No info the the logs too....


----------



## vivek (Jun 17, 2009)

64bit iSCSI have known issues like this. To solve your problem you can move to 32bit FreeBSD system with PAE kernel. If you google you will find this issue mentioned on various mailing lists. Someone need to fix iscsi issue.


----------



## LoZio (Jun 17, 2009)

vivek said:
			
		

> 64bit iSCSI have known issues like this. To solve your problem you can move to 32bit FreeBSD system with PAE kernel. If you google you will find this issue mentioned on various mailing lists. Someone need to fix iscsi issue.



Curious note:
You replied me minutes/hours ago. Looking in google for the problem you pointed me to, I can find this very post right now!
http://www.google.it/search?hl=it&q=64bit+iscsi+freebsd+problem&meta=&aq=f&oq=


----------



## DutchDaemon (Jun 17, 2009)

Every post here gets on Google in a matter of minutes.

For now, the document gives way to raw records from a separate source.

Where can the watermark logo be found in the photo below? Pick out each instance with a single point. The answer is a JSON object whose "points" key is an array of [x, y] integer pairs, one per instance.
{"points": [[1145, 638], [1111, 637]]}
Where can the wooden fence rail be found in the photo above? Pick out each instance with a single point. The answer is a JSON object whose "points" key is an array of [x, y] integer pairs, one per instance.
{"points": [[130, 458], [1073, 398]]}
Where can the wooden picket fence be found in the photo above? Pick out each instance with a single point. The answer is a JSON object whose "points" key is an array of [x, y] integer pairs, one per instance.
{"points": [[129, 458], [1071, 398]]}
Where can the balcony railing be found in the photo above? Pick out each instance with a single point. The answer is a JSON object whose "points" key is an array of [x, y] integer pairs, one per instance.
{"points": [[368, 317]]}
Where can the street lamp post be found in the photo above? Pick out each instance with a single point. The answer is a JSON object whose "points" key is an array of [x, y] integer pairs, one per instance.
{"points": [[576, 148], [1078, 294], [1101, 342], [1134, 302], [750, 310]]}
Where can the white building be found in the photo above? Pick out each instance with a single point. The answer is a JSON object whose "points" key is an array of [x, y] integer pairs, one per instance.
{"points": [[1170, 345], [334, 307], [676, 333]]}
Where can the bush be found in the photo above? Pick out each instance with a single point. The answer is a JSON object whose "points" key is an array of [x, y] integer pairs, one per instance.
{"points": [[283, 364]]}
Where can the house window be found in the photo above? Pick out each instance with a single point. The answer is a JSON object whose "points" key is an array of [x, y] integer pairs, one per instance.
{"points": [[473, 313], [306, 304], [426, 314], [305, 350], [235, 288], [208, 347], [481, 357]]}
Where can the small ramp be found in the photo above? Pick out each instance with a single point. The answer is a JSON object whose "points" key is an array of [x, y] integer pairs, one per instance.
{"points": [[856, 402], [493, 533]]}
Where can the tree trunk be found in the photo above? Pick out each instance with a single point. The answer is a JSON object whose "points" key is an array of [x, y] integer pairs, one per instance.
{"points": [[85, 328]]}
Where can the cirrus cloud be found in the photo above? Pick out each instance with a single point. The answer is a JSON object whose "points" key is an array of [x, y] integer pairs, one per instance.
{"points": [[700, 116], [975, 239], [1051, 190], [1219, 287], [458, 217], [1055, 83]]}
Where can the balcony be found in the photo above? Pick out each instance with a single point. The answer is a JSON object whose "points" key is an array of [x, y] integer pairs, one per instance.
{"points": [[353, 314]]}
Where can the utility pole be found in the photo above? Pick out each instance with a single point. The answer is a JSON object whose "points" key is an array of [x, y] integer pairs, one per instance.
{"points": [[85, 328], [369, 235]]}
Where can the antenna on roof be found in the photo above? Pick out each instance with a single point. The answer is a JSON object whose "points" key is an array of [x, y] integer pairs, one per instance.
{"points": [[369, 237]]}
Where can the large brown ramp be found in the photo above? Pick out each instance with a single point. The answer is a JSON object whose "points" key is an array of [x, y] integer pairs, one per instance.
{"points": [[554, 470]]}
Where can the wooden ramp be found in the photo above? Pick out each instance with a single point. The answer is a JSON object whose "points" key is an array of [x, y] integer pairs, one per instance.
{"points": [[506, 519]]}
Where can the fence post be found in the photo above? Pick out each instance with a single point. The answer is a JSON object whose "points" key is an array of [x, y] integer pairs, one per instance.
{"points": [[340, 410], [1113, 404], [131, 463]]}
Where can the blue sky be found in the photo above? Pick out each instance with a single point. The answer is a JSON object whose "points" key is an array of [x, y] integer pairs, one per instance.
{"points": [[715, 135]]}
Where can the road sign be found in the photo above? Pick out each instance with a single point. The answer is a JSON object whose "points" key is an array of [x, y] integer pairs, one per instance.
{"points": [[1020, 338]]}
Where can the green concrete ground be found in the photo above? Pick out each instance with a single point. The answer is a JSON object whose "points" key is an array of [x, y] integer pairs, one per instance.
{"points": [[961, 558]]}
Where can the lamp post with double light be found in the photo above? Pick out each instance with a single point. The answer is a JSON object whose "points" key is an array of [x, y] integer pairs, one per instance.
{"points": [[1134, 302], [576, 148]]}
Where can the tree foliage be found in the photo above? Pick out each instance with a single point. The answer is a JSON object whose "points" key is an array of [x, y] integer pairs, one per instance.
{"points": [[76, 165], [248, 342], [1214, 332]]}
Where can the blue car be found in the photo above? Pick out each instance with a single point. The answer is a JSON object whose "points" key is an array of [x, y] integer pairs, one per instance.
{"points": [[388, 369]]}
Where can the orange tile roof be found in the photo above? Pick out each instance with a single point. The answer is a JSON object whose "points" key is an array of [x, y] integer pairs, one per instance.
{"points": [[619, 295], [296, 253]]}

Maybe vB is pushing out XML site updates to search engines, like e.g. Wordpress?


----------



## vivek (Jun 17, 2009)

Yes, VB has add on called sitemap. It ping google sever as soon as you update the post or create a new thread. This way original web site get higher ranking and MFA (made for adsense website owner) who will steal from froums.freebsd.org will never see light at the end of day :e

Also, *.freebsd.org is a trusted domain name due to its non profit nature.


----------



## LoZio (Jun 18, 2009)

vivek said:
			
		

> 64bit iSCSI have known issues like this. To solve your problem you can move to 32bit FreeBSD system with PAE kernel. If you google you will find this issue mentioned on various mailing lists. Someone need to fix iscsi issue.



Well, I compiled and installed 
ftp://ftp.cs.huji.ac.il/users/danny/freebsd/iscsi-2.2.2.tar.gz.
Stock version is 2.0.x. Now it seems running even under benchmarking stress and real workload.
Hope it will stay up and running


----------